Тучи спустились к самой земле и касались труб поселковой кочегарки, дымившей с тупым самозабвением. От тундры исходила терпкая сырость, августовская трава млела, как перезрелая дева. Седая занавесь дождя сузила мир до крохотных, гнетущих размеров. Из туманного моря прилетали хриплые, продрогшие гудки пароходов, и долго парили над землей, как таинственные, невидимые в дымке птицы. Улицы поселка опустели, кое-где в домах зажглись тусклые, тревожные огни.
Ночью Стахов, спавший теперь особенно чутко, проснулся от плача жены. Он поднялся и прошел к ней в спальню. В густо-синем свете ночника он увидел Екатерину в байковом халате, сидевшую по-детски поджав под себя ноги.
— Что ты? — осторожно обнимая Екатерину, зашептал пересохшими губами он. — Зачем, зачем ты?
Плечи ее дрожали, как в ознобе.
— Жалко, — наконец ответила она шмыгая носом, бросив на мужа печальный взгляд. — Время прожитое не вернешь, и Сережу не вернешь.
— Зачем ты так?
А она быстро зашептала, точно шептала спасительный магический наговор:
— Жалко, так жалко, что не хочется и жить…
— У нас все еще будет. — Он говорил вроде бы убежденно, веря в свои слова, но сердце его разрывалось от великой беспомощности перед прошлым, которое теперь нельзя изменить; сердце испепеляла выросшая из вины беспредельная нежность к Екатерине. — С нами всегда будет Сережа, и мы ради его памяти должны быть вместе.
За окном, в гнетущей тьме, неистовствовал шторм. Ветер с колючей ледяной изморосью налетал на притихшие дома сонного поселка, бился судорожно в узких улочках и, вырвавшись в тундру — к простору, уносил стылость моря к зеленым перевалам.

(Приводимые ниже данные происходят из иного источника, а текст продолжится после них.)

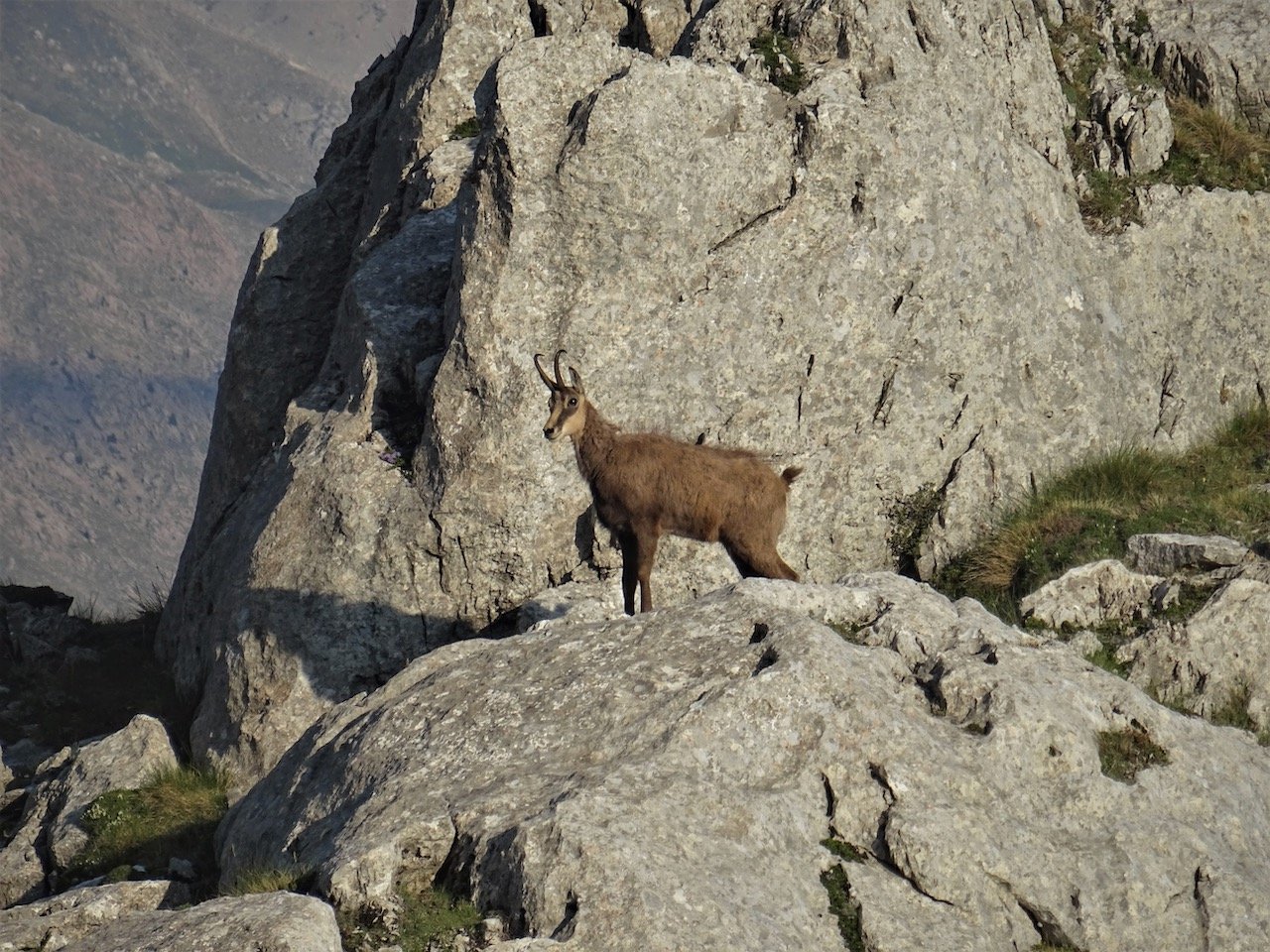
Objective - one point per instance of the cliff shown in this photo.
(878, 272)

— Как плохо мы жили! — выдохнула она. Теперь она уже не плакала. — Смерть Сергея — наказанье нам. Время ничего не прощает. — Она замолчала и добавила такое, от чего у Вениамина похолодело сердце: — Я теперь боюсь жить.
— Милая, любимая! Что ты?
Он порывисто, горячо обнял ее.
В тихом переулке
Сквозь молодую, сочно-тугую зеленую стену лесополос, подступавшую к серым прямоугольникам новых бетонных домов, на сонный степной городок обрушился песчаный ураган. Ветер пронесся по кривым улочкам и переулкам стремительно, неудержимо, как обезумевшая от близкой победы конница, как проносился сотни лет назад по этим диким придонским степям, рыжим от песка и перекати-поля, седым от полыни и жесткого тимьяна, изрезанным глубокими оврагами, сухими, плоскодонными балками. Ураган сорвал плакаты, вывески, завалил афишные тумбы, которые пережили революцию и войну, выбил во многих домах | окна, сровнял с землей разбитые по весне пионерами цветники, завалил подгнившие деревянные заборы, вырвал с корнями старые больные деревья, превратил в кучу хлама возведенные накануне строительные леса для ремонта синих с золотыми звездами луковичных глав действующего православного храма.
Ураган бушевал часа три, а к утру, вдоволь нарезвившись, стих, будто просочился сквозь потрескавшуюся от зноя землю, но несколько часов кряду на городок оседала рыжая песчаная пудра, занесенная ветром из далеких жарких пустынь и напоминавшая прелую древесную труху.
В тихом небольшом переулке, заканчивающемся тупиком, рухнул огромный двухсотлетний дуб, по преданию, посаженный тем, кто первым поселился на этом некогда диком берегу обмелевшей теперь реки.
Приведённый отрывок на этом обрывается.